# Anabright pretreat stains



## Clueless Joe (Feb 12, 2008)

We just printed about 35 lime green shirts. We pretreated with Anabright. Some of the shirts have stains from the pretreat. Is there anyway to get these stains out? HELP


----------



## zoom_monster (Sep 20, 2006)

Clueless Joe said:


> We just printed about 35 lime green shirts. We pretreated with Anabright. Some of the shirts have stains from the pretreat. Is there anyway to get these stains out? HELP


Joe, Medium toned shirts can be a challenge. Diluting the pretreatment with distilled water can help. Also being very careful to treat the entire shirt or side of shirt and feathering the preteat area might help. Unfortunately I've never found a way to actually remove a stain once it's in there and if anyone has any tips, I've got a box full. Also joe, If you do air dry, keep out of direct sunlight, as the pretreatment can "yellow", causing staining


----------



## VampieOodles (Oct 5, 2009)

We have a few ourselves. Just wondering if the belquette pretreatment for lighter shirts is better. Anyone had any experience with it?


----------



## 23spiderman (Jun 26, 2008)

I've used the Gildan Lime and had good results. One common problem is using too much pretreatment, so try backing off a little and see if that helps. Like Ian said, feather the edges. I do this by releasing the trigger of the sprayer when I get to the edge, and then squeezing again to start the next layer of spray. Just like if you were painting a wall with a spray can. You wouldn't hold the nozzle down while going back and forth. Also, I use my squeegee to feather out the spray.

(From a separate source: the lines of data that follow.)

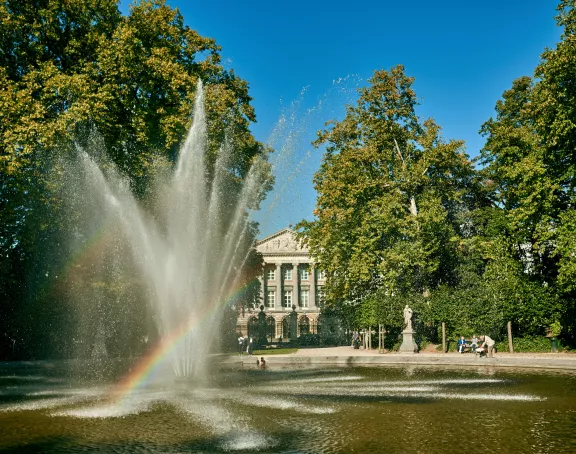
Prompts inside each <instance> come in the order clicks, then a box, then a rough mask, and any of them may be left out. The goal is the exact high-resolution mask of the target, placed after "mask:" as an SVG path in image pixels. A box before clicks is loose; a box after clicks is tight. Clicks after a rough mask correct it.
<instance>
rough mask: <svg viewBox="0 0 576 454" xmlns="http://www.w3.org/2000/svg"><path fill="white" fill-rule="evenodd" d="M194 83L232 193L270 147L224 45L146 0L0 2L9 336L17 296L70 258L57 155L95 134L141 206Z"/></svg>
mask: <svg viewBox="0 0 576 454" xmlns="http://www.w3.org/2000/svg"><path fill="white" fill-rule="evenodd" d="M198 79H201V80H202V81H203V83H204V87H205V97H206V112H207V116H208V121H209V138H208V147H207V148H208V150H207V162H208V163H209V166H210V170H209V171H210V175H208V177H209V178H211V176H212V175H213V174H214V164H215V162H216V157H217V156H218V153H219V149H220V147H221V146H222V144H223V142H224V140H225V138H226V140H227V141H228V145H229V146H230V149H233V150H234V155H233V156H232V158H231V159H229V160H228V161H227V166H228V167H227V169H226V172H227V175H228V177H229V178H228V184H229V185H231V186H232V187H233V188H239V187H240V186H241V185H242V184H243V181H244V178H245V177H246V175H247V172H248V169H249V167H250V165H251V163H252V162H253V160H254V159H255V157H257V156H264V157H265V156H266V155H267V153H269V152H270V150H269V149H268V148H266V147H265V146H264V145H263V144H261V143H259V142H258V141H256V140H255V139H254V137H253V136H252V134H251V132H250V130H249V126H250V124H251V123H252V122H254V121H255V120H256V117H255V113H254V110H253V108H252V106H251V105H250V102H251V98H250V96H249V94H248V84H247V82H246V81H244V80H242V79H241V78H239V77H237V76H236V75H235V73H234V72H233V71H232V70H227V69H224V68H223V66H222V65H221V64H220V47H219V46H218V45H217V44H216V42H215V41H214V40H213V39H210V38H205V37H202V36H200V35H199V34H198V33H197V32H196V31H194V30H192V29H190V28H189V27H188V26H186V25H185V24H184V19H183V17H182V15H181V14H180V13H179V11H178V10H177V9H173V8H170V7H169V6H168V5H166V3H165V1H164V0H142V1H140V2H138V3H134V4H133V5H131V7H130V13H129V14H128V15H127V16H122V15H121V14H120V12H119V10H118V1H117V0H87V1H80V0H66V1H64V0H23V1H15V0H4V1H2V2H0V110H1V113H0V115H1V116H2V121H0V210H1V211H0V221H1V222H0V254H1V256H0V269H2V271H5V273H3V274H2V278H1V279H0V296H1V297H2V301H3V304H4V305H5V306H4V307H2V308H0V311H2V315H3V316H4V315H5V316H6V319H7V320H12V321H14V320H17V319H19V320H20V321H14V323H13V325H14V326H12V328H14V329H13V330H16V329H17V328H16V325H21V324H22V323H27V322H22V316H23V315H22V311H21V309H22V308H23V307H24V306H25V304H24V301H25V300H26V299H27V298H28V297H31V298H32V299H34V300H36V299H38V295H37V294H35V295H32V296H31V295H30V294H31V293H34V292H35V291H34V289H37V288H43V287H44V284H43V283H42V281H43V280H45V277H43V276H45V275H46V271H47V270H48V268H49V267H50V266H57V265H58V264H59V263H63V262H65V261H66V257H64V253H65V248H62V247H60V248H59V247H56V246H57V241H56V240H57V239H58V238H59V233H60V231H61V226H60V225H59V223H58V222H59V220H61V219H62V218H63V216H61V212H60V210H61V206H62V203H61V200H60V199H59V198H58V196H59V187H60V185H61V180H62V179H65V178H66V174H65V172H64V171H63V169H62V168H60V167H59V166H58V158H59V157H60V156H61V155H62V154H63V153H70V152H73V151H74V150H73V147H71V146H70V144H71V142H72V141H78V142H81V143H83V142H86V141H89V140H91V137H92V131H93V130H96V131H98V134H99V135H100V136H101V137H102V140H103V143H104V149H105V150H106V151H105V152H106V154H107V155H108V158H109V159H111V160H112V162H114V164H115V165H116V166H117V167H118V168H119V169H120V170H121V171H122V173H123V174H124V175H125V176H126V177H127V179H128V181H129V182H130V184H131V186H132V189H133V190H134V192H135V193H136V194H137V195H138V196H139V197H140V198H142V199H144V200H146V199H147V197H148V195H149V194H148V191H149V189H150V188H151V184H150V182H151V181H152V180H153V179H154V178H155V177H156V176H157V175H158V174H160V173H163V172H165V171H166V170H167V169H169V168H171V166H172V165H173V162H174V160H175V155H176V153H177V151H178V148H179V145H180V144H181V143H182V141H183V138H184V135H185V134H186V131H187V129H188V127H189V126H190V124H191V122H192V118H191V115H190V114H191V110H192V105H193V101H194V98H195V90H196V86H197V81H198ZM239 192H240V191H230V193H231V194H237V193H239ZM226 203H228V204H230V205H234V203H235V201H234V200H233V198H232V197H231V198H230V199H229V200H227V201H226ZM255 203H256V205H257V203H258V201H255ZM150 205H152V203H151V204H150ZM225 208H226V207H223V209H225ZM250 231H251V234H252V235H255V232H256V229H255V226H251V229H250ZM52 245H54V246H52ZM59 255H60V256H59ZM46 298H48V296H46ZM8 304H9V306H8ZM28 307H32V306H31V305H28ZM46 307H47V310H49V308H50V307H54V304H53V303H50V304H47V306H46ZM60 312H61V311H60ZM16 313H19V314H20V315H16ZM19 317H20V318H19ZM24 318H26V319H29V318H30V317H29V315H24ZM48 318H49V317H48ZM10 323H12V322H10ZM34 323H36V322H34ZM46 323H47V324H49V323H50V322H49V321H47V322H46ZM12 328H7V331H10V330H11V329H12ZM18 329H19V328H18ZM40 342H42V341H40Z"/></svg>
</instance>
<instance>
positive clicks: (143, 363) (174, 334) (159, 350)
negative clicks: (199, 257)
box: [110, 283, 250, 401]
mask: <svg viewBox="0 0 576 454" xmlns="http://www.w3.org/2000/svg"><path fill="white" fill-rule="evenodd" d="M249 284H250V283H246V284H243V285H242V286H241V287H240V288H238V289H236V290H235V291H233V292H231V295H230V296H229V297H228V298H226V299H225V300H224V301H223V302H222V304H220V302H219V301H214V302H212V303H211V304H209V305H208V306H207V307H206V310H205V312H204V314H203V315H202V316H201V317H197V318H194V319H192V320H187V321H186V322H185V323H182V324H181V325H179V326H177V327H176V328H175V329H174V330H173V331H172V332H171V333H168V334H167V335H165V336H163V337H162V338H161V339H160V340H159V342H158V343H157V344H156V345H155V346H154V347H152V348H151V349H150V350H148V352H147V353H146V354H145V355H144V356H143V357H142V358H141V359H140V360H139V361H138V362H137V363H136V365H135V366H134V367H133V368H132V369H131V370H130V372H129V373H128V374H126V375H125V376H124V377H123V378H122V379H121V380H120V381H119V382H118V383H116V384H115V385H113V386H112V387H111V389H110V396H111V397H112V398H113V400H115V401H121V400H122V399H124V398H125V397H126V396H127V395H128V394H130V393H131V392H133V391H134V390H135V389H137V388H140V387H142V386H144V385H145V384H146V383H149V382H150V381H151V379H152V378H153V377H154V375H155V372H156V370H157V368H158V366H159V365H160V364H161V363H162V362H163V361H164V360H165V359H166V358H167V357H168V356H169V355H170V354H171V352H172V351H173V350H174V349H175V348H176V347H177V346H178V345H179V344H180V342H182V341H183V340H184V339H185V338H186V336H187V335H188V334H189V333H190V332H191V331H193V330H194V328H196V326H198V325H199V324H200V323H201V322H202V320H205V319H206V318H208V317H209V316H211V315H212V314H213V313H215V312H216V311H217V310H218V309H219V308H220V307H222V306H226V305H228V304H232V303H233V302H234V301H236V300H237V299H238V298H240V297H241V296H242V294H244V293H245V292H246V291H247V289H248V287H249Z"/></svg>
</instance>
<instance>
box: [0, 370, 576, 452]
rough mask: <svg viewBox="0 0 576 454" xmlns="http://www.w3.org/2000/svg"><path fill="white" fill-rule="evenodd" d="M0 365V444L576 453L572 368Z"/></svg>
mask: <svg viewBox="0 0 576 454" xmlns="http://www.w3.org/2000/svg"><path fill="white" fill-rule="evenodd" d="M63 370H65V368H64V367H60V365H59V364H58V363H29V364H25V363H3V364H0V450H2V451H4V452H6V451H7V452H11V451H12V452H206V453H213V452H274V453H348V452H379V453H380V452H382V453H386V452H390V453H395V452H426V453H444V452H465V451H467V452H537V453H548V452H550V453H561V452H566V453H568V452H576V374H574V373H567V372H553V371H548V372H533V371H525V370H514V371H512V370H509V369H495V368H486V367H482V368H478V369H470V368H468V369H455V368H450V369H448V368H432V367H410V368H402V367H389V366H379V367H354V368H351V367H333V368H326V367H323V368H310V367H302V368H297V367H292V368H288V367H280V366H274V364H272V365H269V367H268V368H267V369H266V370H260V369H256V367H254V369H252V370H227V371H224V370H222V371H219V372H215V373H213V375H212V376H211V378H210V380H209V382H207V383H204V384H198V383H194V384H193V383H186V382H177V383H171V384H170V385H169V386H156V387H152V388H147V389H136V390H133V391H132V392H131V393H128V394H125V395H120V396H118V395H116V396H114V397H111V396H110V392H109V389H110V388H109V386H107V385H106V384H105V383H92V384H82V383H78V382H76V381H73V380H71V379H69V378H67V376H66V374H64V373H63V372H61V371H63Z"/></svg>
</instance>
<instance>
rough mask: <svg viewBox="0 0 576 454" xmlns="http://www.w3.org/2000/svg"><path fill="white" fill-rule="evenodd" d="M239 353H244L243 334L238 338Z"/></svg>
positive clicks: (243, 340)
mask: <svg viewBox="0 0 576 454" xmlns="http://www.w3.org/2000/svg"><path fill="white" fill-rule="evenodd" d="M238 353H240V354H242V353H244V336H242V334H240V337H238Z"/></svg>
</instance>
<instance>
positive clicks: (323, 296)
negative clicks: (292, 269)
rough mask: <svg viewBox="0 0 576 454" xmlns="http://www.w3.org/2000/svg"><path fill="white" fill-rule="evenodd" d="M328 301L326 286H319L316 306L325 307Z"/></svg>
mask: <svg viewBox="0 0 576 454" xmlns="http://www.w3.org/2000/svg"><path fill="white" fill-rule="evenodd" d="M325 302H326V292H324V287H318V288H317V289H316V306H318V307H323V306H324V303H325Z"/></svg>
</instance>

After heat pressing their isn't anything I've found that removes the stain. But if you air dry, and still have a stain, take a warm washcloth and rub it on the edges of your stain. It's tedious, but it has helped to lessen the stain look.


----------



## DAGuide (Oct 2, 2006)

Another thing you can try to do is mist the shirt with distilled water before applying the pretreatment. Some people prefer this instead of diluting the pretreatment for bright colored garments.


----------



## equipmentzone (Mar 26, 2008)

Clueless Joe said:


> We just printed about 35 lime green shirts. We pretreated with Anabright. Some of the shirts have stains from the pretreat. Is there anyway to get these stains out? HELP




Instead of using the standard white pretreatment you might want to try EZ FastBright Pretreatment when you print white ink on light colored shirts such as lime green. It was specially formulated for use on light colored garments and to avoid issues like you're describing. We have some very large fullfillment houses using it exclusively for their light shirt white ink printing.

Harry
Equipment Zone


----------



## SickPuppy (Aug 10, 2009)

I had this issue not too long ago with an order of 50 light red shirts. 

I used the EZ FastBright Pretreatment and was still getting a stain around the print. What I ended up doing was using the distilled water. I sprayed the water along the edges of the shirt about 2 inches wide then applied the pretreatment. After putting on the pretreatment I used a paint brush to even it out. It eliminated the stain.


----------



## Don-ColDesi (Oct 18, 2006)

The pre-treatment currently being manufactured by the largest white ink manufacturer should not stain shirts and certainly not yellow in the sun. All bets are off on red shirts as the dye in them is very reactive to almost anything. You may want to try some standard white ink pre-treatment from another source or two to see if your problem goes away.


----------